Total mortgage lending for April fell $1.6 billion, or 22.1%, to $5.7 billion. Just $1 billion went to investors.
While the total value of mortgage lending plummeted during the month, the average size of each mortgage increased to a record high of $406,000, the first time it has broken the $400,000 mark.
Far fewer people are taking out mortgages. Just 13,939 new mortgages were issued, the third lowest figures for a month since the RBNZ started the data series in 2014. Two of those months have been this year and the other was in April 2020 when the country went into its first pandemic lockdown.
Of the new mortgages last month, $1 billion went to first home buyers, $3.6 billion to other owner-occupiers, $1 billion to investors and $0.1 billion were for business purposes.

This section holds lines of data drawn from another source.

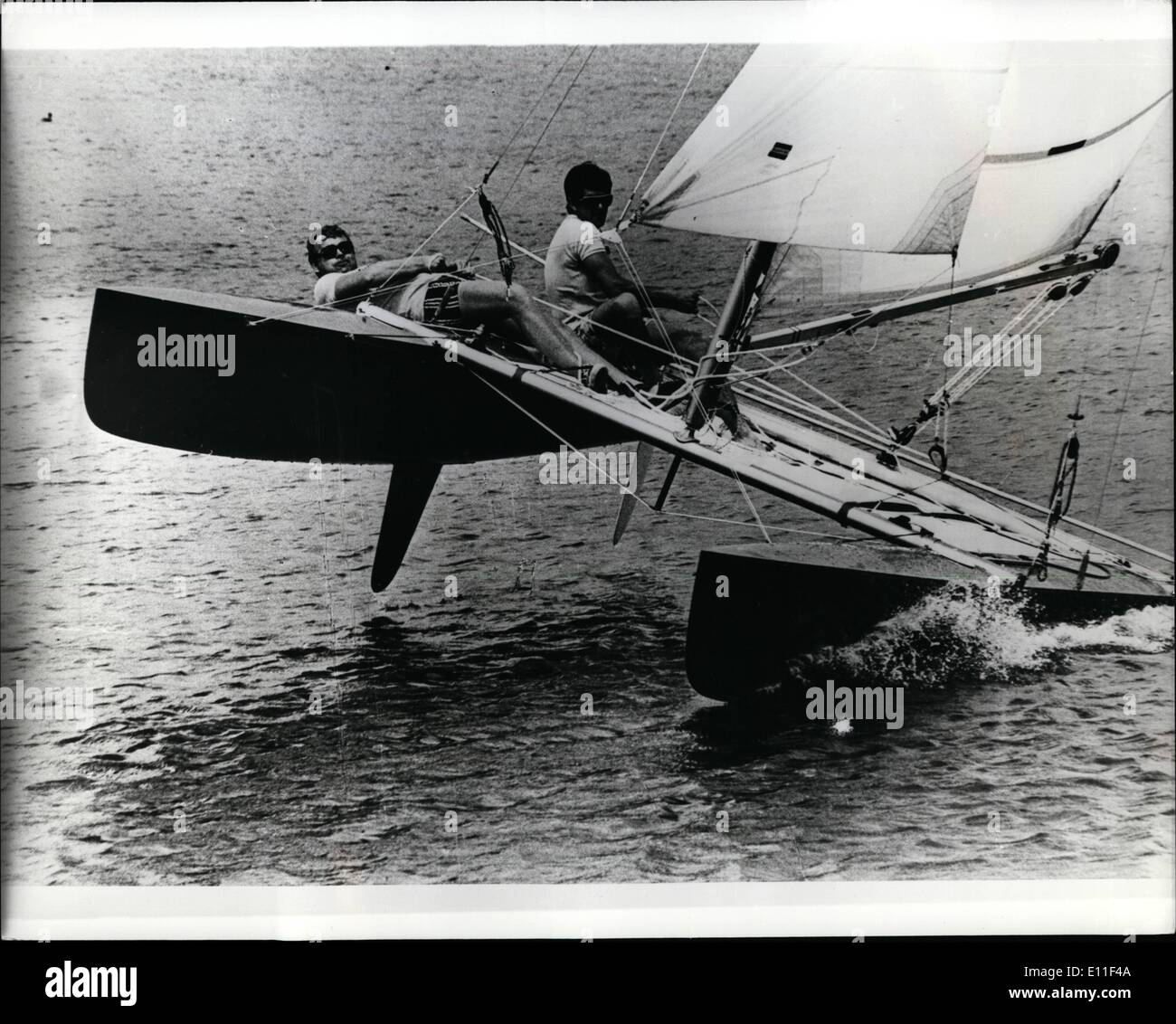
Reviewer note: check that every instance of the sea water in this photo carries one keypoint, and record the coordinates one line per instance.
(516, 706)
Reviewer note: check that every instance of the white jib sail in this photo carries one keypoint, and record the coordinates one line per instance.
(1008, 153)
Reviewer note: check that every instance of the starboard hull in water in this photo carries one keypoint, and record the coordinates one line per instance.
(757, 607)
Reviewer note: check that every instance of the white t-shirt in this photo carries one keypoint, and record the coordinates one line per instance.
(407, 300)
(564, 275)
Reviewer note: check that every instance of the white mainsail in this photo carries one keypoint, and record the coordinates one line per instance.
(870, 168)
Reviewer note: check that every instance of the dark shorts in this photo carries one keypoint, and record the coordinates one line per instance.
(441, 305)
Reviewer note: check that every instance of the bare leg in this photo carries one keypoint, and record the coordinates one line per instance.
(487, 301)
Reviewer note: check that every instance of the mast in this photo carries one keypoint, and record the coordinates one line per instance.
(716, 362)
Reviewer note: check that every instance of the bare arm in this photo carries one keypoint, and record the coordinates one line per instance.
(602, 271)
(388, 271)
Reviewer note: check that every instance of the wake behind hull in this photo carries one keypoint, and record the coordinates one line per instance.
(755, 608)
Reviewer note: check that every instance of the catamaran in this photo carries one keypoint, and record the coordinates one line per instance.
(889, 181)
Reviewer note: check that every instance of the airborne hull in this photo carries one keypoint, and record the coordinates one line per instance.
(308, 384)
(756, 607)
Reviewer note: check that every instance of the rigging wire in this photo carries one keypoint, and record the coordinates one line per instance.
(539, 139)
(661, 137)
(1130, 376)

The value of new mortgages to the four borrower groups dropped in April. New commitments to first home buyers had the smallest percentage drop, down 12.9% while new mortgages to other owner occupiers and investors were down 23.9% and 24.3% respectively.

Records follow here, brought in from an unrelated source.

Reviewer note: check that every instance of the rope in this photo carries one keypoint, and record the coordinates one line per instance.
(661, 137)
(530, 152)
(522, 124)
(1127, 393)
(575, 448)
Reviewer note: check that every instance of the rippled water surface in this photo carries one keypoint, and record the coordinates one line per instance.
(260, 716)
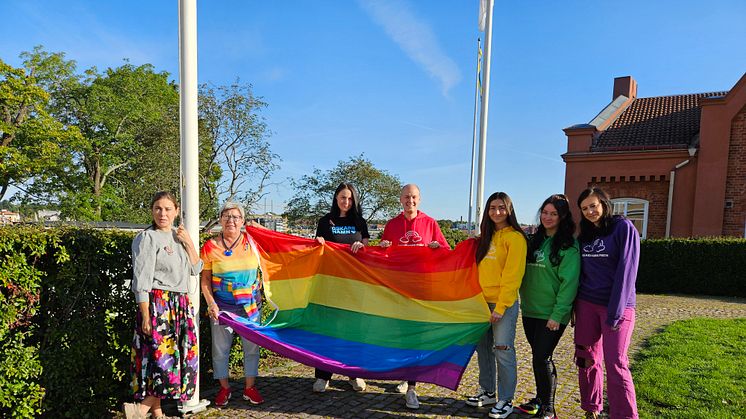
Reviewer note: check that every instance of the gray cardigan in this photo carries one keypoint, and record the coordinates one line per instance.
(159, 261)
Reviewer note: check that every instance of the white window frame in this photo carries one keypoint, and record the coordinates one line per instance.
(625, 202)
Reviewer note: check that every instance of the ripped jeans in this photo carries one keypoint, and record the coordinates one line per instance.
(499, 362)
(598, 345)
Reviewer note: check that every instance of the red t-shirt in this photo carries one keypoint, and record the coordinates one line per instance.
(419, 231)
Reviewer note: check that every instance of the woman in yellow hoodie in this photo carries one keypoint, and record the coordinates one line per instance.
(501, 258)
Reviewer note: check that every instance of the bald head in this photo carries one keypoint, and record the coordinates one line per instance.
(410, 200)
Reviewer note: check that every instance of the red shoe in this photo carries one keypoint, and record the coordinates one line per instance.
(223, 396)
(252, 394)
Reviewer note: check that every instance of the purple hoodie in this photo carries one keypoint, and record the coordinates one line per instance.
(609, 269)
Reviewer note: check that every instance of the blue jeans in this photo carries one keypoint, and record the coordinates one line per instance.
(222, 340)
(499, 362)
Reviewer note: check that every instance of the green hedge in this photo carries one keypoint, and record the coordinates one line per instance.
(66, 322)
(66, 315)
(708, 266)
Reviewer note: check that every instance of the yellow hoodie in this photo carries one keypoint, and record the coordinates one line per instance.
(502, 269)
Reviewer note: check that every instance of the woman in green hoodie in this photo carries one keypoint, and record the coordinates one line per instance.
(547, 295)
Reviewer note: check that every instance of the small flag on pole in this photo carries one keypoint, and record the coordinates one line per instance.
(479, 71)
(482, 14)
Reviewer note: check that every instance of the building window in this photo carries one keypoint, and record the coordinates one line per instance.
(634, 209)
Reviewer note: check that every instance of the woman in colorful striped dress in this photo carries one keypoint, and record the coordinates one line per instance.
(230, 283)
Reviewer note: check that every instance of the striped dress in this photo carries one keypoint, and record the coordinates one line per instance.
(235, 278)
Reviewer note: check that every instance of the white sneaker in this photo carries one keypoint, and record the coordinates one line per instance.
(358, 384)
(320, 385)
(411, 398)
(502, 409)
(482, 398)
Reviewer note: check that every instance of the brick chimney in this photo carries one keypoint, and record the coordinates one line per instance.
(626, 86)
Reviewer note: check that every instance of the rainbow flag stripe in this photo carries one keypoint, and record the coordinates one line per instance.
(398, 314)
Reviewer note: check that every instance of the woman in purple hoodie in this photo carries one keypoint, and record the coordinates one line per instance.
(605, 306)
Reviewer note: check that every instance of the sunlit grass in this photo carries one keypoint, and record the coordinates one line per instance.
(694, 368)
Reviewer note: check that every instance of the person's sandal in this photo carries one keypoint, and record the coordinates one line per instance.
(132, 411)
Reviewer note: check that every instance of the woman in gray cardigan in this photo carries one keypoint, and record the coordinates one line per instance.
(164, 348)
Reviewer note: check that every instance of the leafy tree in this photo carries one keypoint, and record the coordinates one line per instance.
(127, 120)
(30, 138)
(378, 191)
(230, 118)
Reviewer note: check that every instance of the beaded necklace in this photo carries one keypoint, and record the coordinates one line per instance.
(228, 250)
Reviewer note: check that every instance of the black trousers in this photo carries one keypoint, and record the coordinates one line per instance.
(543, 341)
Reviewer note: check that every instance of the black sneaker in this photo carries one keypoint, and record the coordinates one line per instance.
(481, 399)
(531, 407)
(546, 413)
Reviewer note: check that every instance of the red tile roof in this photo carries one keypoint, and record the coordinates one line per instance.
(655, 123)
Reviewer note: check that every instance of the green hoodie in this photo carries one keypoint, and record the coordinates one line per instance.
(548, 292)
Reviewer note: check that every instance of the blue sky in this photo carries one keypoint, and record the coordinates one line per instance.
(394, 79)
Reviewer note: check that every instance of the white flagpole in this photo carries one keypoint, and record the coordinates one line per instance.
(477, 94)
(485, 109)
(189, 155)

The share of new mortgages to first home buyers rose 2% to 18.5% in April. This share has dropped for three consecutive months from a peak of 19.7% in December 2021. The share to other owner occupiers fell 1.5% to 63.2% in April.
First home buyers with high LVR (80%) rose from a record-low of 18.9% in March to 26.7% in April. Other owner occupiers with high LVR (80%) rose from 2.9% to 3.4%, making April the third consecutive month with an increase. All percentages are before exemptions.
Further interest rate rises
Meanwhile, Kiwibank is predicting mortgage rates could lift to 7% on the back of the RBNZ’s willingness to squash consumer demand in order to meet its mandate to control inflation.
We’d argue the RBNZ is already getting plenty of bang for buck,” says Kiwibank chief economist Jarrod Kerr, senior economist Jeremy Couchman, and economist Mary Jo Vergara.
“We’d also argue current mortgage rates are already tight. Mortgage rates have risen swiftly. And rates are soon to be above 6% with the delivery of expected hikes to come. Nevertheless, the RBNZ is setting consumers up for much higher lending rates,” says Kerr.
A lot has been thrown at the housing market to slow it down – tighter LVR restrictions, property tax changes, tweaks to consumer credit legislation, more housing supply and higher mortgage rates. House prices peaked at the end of last year, and the RBNZ expects the downturn to continue with prices falling 15% from its peak.
Kerr says households will bear much of the pain from rising interest rates as the cost of servicing the recent splurge of debt grows. The question is: how well will households cope facing mortgage rates that could near 7% and house price falls?
“Ongoing aggressive tightening risks a hard landing for consumers and the economy at large.
“The RBNZ thinks that by and large households will manage. The labour market is solid, with the RB noting employment remains in excess of the maximum sustainable level,” says Kerr.
In addition, household balance sheets are strong and the RBNZ is confident in commercial banks’ due diligence done on borrowers in recent years.
During the covid crisis, government support, particularly the wage subsidy, led to a significant accumulation of savings. Also, house prices are forecast to be 12% down from peak to trough in early 2024.
But this will bring house prices only back to levels seen early last year. For most households, they will continue to have significant equity in their homes.
The rise in mortgage rates and falling house prices are expected to weigh in home building activity, says Kerr.
“This is exactly what the RBNZ wants to see, given a large chunk of rising domestic inflation is emanating from the building industry.
“We have argued the slowdown in construction activity, combined with building delays, will mean the housing market will continue to have a housing shortage over the next few years – despite weak population growth,” he says.
“An ongoing shortage will underpin the housing market and generate a modest recovery by the end of 2023. From peak to trough our house price forecast is not too dissimilar to the RBNZ, expected to be around 11%.”